Public Health Director Brenda Gray said being prepared for a public health emergency is why the health district has a trained, highly competent staff that is working with school districts, health care providers and other community operations to ensure the city and county are ready for an outbreak.
“One of our core functions of public health is emergency preparedness,” Gray said.
If any health care providers suspect a patient has the coronavirus disease, they must contact the health district, which has a line open 24/7 to report certain conditions, Shah said.

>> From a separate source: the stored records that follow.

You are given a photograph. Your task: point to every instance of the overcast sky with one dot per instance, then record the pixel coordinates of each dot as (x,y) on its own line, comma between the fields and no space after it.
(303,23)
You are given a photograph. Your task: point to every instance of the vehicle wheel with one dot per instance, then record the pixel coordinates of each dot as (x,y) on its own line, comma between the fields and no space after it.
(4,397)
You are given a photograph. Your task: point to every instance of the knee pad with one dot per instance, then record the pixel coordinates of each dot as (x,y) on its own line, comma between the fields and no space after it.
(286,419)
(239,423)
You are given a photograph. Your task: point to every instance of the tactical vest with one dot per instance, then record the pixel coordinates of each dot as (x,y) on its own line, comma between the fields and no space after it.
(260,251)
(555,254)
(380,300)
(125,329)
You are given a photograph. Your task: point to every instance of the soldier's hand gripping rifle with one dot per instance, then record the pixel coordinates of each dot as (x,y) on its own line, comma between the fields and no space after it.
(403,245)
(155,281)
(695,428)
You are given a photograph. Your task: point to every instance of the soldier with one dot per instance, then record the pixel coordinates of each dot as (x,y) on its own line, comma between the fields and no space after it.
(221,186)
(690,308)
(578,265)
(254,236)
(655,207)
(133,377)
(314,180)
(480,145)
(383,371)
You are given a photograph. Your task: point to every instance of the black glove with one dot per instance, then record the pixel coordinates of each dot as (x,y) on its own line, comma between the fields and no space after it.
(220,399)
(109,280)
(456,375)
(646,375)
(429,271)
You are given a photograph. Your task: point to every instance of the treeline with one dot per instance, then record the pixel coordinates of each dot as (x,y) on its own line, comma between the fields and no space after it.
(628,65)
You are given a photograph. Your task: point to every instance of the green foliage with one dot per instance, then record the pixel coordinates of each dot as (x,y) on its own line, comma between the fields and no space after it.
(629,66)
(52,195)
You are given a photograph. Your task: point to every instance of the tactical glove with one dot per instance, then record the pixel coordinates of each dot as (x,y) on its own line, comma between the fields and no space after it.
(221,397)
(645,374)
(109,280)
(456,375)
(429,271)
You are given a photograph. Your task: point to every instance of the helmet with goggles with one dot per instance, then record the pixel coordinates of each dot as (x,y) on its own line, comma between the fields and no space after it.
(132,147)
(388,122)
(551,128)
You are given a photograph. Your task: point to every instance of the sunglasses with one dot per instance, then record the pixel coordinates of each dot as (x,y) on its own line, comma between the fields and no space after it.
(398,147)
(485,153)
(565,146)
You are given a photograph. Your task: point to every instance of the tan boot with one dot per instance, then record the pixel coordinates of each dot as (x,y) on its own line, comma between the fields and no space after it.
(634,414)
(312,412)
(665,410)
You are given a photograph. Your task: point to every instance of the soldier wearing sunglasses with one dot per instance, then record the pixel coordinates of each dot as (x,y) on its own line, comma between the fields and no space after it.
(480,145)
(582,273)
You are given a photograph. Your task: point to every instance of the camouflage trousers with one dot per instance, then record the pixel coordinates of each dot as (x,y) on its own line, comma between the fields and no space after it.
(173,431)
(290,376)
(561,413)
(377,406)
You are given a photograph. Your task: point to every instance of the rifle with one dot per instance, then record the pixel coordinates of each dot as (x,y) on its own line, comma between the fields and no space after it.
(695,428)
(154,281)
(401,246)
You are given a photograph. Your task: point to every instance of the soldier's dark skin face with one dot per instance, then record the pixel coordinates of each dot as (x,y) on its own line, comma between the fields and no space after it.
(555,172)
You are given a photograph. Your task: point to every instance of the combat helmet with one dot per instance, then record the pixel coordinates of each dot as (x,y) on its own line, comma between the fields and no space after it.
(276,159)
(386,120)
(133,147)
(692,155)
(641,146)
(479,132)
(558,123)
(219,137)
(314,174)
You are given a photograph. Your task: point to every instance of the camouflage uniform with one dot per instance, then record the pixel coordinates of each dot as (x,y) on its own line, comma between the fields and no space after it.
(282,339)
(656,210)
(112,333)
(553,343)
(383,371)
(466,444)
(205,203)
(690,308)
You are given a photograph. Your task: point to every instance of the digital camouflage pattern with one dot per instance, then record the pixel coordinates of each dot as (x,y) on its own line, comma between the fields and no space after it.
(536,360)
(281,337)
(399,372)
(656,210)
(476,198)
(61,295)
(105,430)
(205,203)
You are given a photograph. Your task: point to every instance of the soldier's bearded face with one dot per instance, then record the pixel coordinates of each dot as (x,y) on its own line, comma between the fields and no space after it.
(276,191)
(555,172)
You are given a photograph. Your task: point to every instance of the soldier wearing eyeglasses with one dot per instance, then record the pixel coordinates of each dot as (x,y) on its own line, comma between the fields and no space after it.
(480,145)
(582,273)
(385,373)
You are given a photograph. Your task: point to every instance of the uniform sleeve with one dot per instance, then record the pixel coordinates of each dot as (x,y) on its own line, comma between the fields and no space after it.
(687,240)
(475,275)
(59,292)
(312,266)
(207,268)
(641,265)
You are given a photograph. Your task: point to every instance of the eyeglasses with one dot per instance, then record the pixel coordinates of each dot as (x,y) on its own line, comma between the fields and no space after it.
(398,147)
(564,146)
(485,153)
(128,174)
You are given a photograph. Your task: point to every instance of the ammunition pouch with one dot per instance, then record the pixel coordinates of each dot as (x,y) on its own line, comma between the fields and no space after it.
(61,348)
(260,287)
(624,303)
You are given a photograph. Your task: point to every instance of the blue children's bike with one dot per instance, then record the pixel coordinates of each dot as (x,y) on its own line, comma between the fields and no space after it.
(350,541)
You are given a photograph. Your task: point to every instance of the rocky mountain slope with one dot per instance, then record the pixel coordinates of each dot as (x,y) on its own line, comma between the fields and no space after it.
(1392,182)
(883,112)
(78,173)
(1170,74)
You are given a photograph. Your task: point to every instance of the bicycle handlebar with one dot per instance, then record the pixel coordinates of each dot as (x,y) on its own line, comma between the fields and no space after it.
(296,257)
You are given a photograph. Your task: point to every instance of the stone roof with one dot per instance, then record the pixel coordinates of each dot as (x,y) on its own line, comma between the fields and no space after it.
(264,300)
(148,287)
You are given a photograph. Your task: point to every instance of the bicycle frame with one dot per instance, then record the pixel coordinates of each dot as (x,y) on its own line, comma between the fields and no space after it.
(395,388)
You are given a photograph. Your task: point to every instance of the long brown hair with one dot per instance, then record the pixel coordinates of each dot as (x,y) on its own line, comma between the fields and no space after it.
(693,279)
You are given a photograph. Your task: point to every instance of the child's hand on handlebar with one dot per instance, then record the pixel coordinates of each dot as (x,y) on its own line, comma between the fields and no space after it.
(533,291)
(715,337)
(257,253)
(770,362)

The Centers for Disease Control and Prevention released new criteria for COVID-19 testing Wednesday that encourage doctors to “use their judgment” when deciding if a patient should be tested, considering factors including travel history and possible close contact with someone who has the disease. The CDC urges doctors to first test for other causes of respiratory illness, including the flu.
If patients meet the criteria for testing, then the health district would coordinate testing with their health care providers and send specimens to the CDC or state lab, Shah said. The health district also would begin contact-tracing, or finding out who the patients came into contact with after they presented symptoms. The patients would take any quarantine or isolation measures necessary, as well.
“If someone is sick, let them be royalty for the day,” health district spokeswoman Kelly Craine said. “They are on their own. They don’t have to eat with the family. They can watch their own TV. That self-isolation can make a really big difference.”
Craine said isolation simply means separating that member of the household from the others. They should not share items like television remotes or video game controllers, and if possible, they should be assigned to their own bathroom. If that is not possible, at least make sure the sick person’s personal hygiene items are kept out of the bathroom, including toothbrushes.
Meanwhile, Baylor University has postponed any university-sponsored travel to China, South Korea and Italy until further notice, and five students enrolled in programs in Italy have been advised to return to the U.S., spokeswoman Lori Fogleman said. Those students returning will follow federal travel guidelines by returning to their permanent residences and self-monitoring for any symptoms for 14 days, while completing their coursework remotely.
An additional 80 students studying in Europe have been restricted from traveling in Italy, Fogleman said.
“At this time, other Baylor-sponsored travel is going forward as planned but continues to be evaluated on a case-by-case basis as the situation can change rapidly,” she said.
Seven spring break mission trips have been deemed safe for travel to Colombia, Costa Rica, Peru and the Dominican Republic, Fogleman said. But the university is constantly monitoring risk factors associated with global travel and will cancel any trips up to the day of departure if they are determined to be unsafe.
McLennan Community College also is assessing any concerns with upcoming student-planned travel programs by meeting with faculty leading the trips. MCC officials said they are evaluating all aspects of the trips, including finding alternate avenues to complete courses if travel outside the country is not recommended.
Spring break presents further challenges for local institutions. As the city prepares for an influx of thousands of visitors, most tourist destinations are working on keeping places clean and increasing the number of hand sanitizer stations. The Waco Convention Center and the Dr Pepper Museum both issued notices about their increased efforts to sanitize surfaces and to train staff how to properly disinfect commonly touched objects.